In the meeting, it is not at all surprising that the response from the NRBs and workers employed abroad to foreign exchange bonds floated by the government is rather lukewarm.

A number of factors could be responsible for such a poor response from the expatriates. More than 90 per cent of the Bangladeshi workers are employed in the Middle Eastern countries, Malaysia and Singapore and most of them being unskilled get unattractive wages.

They usually send the lion's share of their earnings back home for the sustenance of their families and repay the money that they had borrowed from friends and relatives or rural loan sharks.

A large number of expatriate workers have the propensity to construct a new house or buy lands while some others tend to save money for starting a small grocery or any other small business on their return home.

Another reason for poor response to US Dollar Bonds could be that most of the NRBs and the Bangladeshi workers abroad are unaware of the existence of these dollar-denominated bonds.

As result, the government asked the Bangladesh Bank and the National Savings Directorate (NSD) to launch campaigns both at home and abroad to motivate the NRBs and the Bangladeshi expatriate workers to invest in forex bonds.

The government might try all these at some costs, but the actual outcome remains in doubt.
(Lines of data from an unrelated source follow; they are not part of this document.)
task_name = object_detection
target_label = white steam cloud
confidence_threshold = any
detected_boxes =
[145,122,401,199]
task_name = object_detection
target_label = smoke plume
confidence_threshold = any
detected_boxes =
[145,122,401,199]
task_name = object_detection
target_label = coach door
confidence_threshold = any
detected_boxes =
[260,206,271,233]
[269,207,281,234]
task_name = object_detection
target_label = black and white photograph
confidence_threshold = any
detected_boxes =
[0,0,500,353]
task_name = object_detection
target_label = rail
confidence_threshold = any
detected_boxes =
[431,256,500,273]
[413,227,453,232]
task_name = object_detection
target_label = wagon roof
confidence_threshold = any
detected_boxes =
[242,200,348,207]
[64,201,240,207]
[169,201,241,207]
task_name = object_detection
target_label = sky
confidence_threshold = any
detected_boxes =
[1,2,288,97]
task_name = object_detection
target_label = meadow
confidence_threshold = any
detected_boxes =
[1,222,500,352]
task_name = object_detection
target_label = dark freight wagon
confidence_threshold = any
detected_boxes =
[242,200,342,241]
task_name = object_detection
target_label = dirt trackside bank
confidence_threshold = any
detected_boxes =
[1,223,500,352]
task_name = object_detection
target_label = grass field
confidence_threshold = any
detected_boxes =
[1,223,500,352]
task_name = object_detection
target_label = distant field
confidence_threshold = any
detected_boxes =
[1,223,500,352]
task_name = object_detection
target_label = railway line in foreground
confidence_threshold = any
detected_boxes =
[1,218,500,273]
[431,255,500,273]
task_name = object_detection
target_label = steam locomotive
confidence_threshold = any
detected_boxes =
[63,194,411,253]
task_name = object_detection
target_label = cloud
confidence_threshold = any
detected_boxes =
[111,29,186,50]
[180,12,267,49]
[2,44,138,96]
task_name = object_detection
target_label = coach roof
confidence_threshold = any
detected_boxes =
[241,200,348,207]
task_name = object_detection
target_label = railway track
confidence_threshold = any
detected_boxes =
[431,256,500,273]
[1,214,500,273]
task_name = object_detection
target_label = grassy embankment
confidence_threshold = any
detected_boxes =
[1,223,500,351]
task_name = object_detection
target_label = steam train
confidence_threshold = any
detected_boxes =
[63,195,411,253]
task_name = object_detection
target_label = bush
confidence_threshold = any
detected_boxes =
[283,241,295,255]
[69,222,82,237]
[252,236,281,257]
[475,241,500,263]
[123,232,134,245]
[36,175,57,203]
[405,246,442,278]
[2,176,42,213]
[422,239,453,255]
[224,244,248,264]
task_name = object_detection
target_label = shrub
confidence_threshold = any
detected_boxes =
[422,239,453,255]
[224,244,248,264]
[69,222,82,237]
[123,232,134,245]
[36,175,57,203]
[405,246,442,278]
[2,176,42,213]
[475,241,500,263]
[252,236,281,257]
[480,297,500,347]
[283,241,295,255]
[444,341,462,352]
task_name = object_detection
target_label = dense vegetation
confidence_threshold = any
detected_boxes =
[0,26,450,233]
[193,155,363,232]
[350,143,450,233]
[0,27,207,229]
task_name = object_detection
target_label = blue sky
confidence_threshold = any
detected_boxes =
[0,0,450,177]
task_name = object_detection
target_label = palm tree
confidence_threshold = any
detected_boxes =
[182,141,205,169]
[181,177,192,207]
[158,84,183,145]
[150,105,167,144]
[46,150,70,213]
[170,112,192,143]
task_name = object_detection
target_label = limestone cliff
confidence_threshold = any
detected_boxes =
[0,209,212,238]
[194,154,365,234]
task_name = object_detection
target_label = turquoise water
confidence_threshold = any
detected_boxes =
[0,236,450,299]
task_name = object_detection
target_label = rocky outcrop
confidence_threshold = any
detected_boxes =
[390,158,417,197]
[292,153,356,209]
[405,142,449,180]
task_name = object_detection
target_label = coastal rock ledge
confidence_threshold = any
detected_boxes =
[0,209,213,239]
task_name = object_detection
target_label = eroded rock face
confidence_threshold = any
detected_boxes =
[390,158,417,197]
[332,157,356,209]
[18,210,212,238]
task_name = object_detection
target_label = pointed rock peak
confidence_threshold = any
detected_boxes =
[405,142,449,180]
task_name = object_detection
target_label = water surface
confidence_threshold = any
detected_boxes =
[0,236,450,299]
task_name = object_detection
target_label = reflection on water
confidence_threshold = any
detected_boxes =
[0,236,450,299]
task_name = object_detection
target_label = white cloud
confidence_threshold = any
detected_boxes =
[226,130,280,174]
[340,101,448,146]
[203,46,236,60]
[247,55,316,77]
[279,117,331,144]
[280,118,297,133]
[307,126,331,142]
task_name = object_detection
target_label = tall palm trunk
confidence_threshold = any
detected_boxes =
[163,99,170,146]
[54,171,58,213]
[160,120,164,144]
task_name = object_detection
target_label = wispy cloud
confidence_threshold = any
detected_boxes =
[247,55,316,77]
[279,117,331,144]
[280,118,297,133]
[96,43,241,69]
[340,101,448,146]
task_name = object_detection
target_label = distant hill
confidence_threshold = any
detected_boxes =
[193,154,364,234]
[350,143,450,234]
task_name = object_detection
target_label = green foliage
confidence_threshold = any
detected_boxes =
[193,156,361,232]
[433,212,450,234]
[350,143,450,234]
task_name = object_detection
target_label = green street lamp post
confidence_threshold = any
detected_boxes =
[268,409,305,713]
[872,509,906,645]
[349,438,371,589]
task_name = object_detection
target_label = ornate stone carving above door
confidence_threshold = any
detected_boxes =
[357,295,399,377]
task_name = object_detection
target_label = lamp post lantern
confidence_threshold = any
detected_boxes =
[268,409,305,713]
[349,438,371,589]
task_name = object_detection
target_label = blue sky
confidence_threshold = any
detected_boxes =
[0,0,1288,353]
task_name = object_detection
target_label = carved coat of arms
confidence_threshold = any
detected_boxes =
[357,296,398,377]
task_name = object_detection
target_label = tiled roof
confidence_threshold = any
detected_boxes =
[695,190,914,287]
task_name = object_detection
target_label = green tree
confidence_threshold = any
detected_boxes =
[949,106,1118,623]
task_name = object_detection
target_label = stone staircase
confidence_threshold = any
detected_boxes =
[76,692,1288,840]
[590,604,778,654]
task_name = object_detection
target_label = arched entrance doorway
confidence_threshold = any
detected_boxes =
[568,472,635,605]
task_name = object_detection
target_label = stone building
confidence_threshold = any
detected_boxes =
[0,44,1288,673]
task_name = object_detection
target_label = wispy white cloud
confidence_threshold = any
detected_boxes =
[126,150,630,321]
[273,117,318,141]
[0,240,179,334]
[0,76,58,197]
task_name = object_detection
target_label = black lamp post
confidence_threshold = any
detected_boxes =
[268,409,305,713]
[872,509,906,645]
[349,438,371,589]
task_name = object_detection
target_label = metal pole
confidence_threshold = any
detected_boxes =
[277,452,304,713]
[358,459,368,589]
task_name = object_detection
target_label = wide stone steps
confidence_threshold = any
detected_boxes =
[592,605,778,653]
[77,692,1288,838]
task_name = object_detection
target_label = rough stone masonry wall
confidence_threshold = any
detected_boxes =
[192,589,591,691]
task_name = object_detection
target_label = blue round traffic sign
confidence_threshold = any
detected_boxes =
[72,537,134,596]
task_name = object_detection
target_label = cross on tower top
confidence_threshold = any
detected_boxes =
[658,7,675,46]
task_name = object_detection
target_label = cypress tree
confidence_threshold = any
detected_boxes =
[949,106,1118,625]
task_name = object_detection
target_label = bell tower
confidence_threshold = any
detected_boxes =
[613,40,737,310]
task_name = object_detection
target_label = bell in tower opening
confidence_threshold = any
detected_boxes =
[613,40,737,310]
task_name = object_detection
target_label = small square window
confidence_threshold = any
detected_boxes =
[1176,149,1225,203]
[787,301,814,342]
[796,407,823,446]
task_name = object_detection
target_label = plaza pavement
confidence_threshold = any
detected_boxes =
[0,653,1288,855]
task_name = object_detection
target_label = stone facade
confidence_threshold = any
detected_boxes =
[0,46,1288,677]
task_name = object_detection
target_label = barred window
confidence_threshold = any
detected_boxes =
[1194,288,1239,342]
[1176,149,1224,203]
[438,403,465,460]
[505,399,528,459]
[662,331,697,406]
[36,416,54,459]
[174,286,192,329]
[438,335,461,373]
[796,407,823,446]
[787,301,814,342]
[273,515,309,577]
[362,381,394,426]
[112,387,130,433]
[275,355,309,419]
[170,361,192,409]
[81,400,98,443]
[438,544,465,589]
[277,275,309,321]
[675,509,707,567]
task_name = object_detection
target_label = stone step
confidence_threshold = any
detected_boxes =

Barring the WEDB, two other forex bonds for wage earners also offer unattractive interest rates on the bonds ranging between 6.5 per cent and 7.5 per cent per annum. Some the bonds are of high denominations. As a result, high denominations but low yields have made the bonds unattractive to most NRBs and expatriates who sent 16.4 billion US dollars back home during the fiscal year 2018-19.

Meanwhile, the cash subsidy or 2% incentive does not apply to investments in wage-earner development bond, US dollar investment bond and US dollar premium bond.

Earlier, the Bangladesh Bank clarified the issue as investors were confused, many going to banks demanding incentives on the three types of bond, like the one on remittance. The central bank sought the opinion of the Finance Ministry on the matter. The ministry said that investment on these three types of bonds was not eligible for a cash subsidy.

The government introduced the 2% cash incentive against inward remittance to encourage it’s legal channelling, for the fiscal year (FY) 2019-20.

And it allocated 3,060 crore taka for this incentive for the same fiscal year.

The inward remittance flow was 18.24 billion US dollars in FY20 after the incentive was introduced.

So, the government has continued to pay 2% cash subsidy on remittance in the FY21.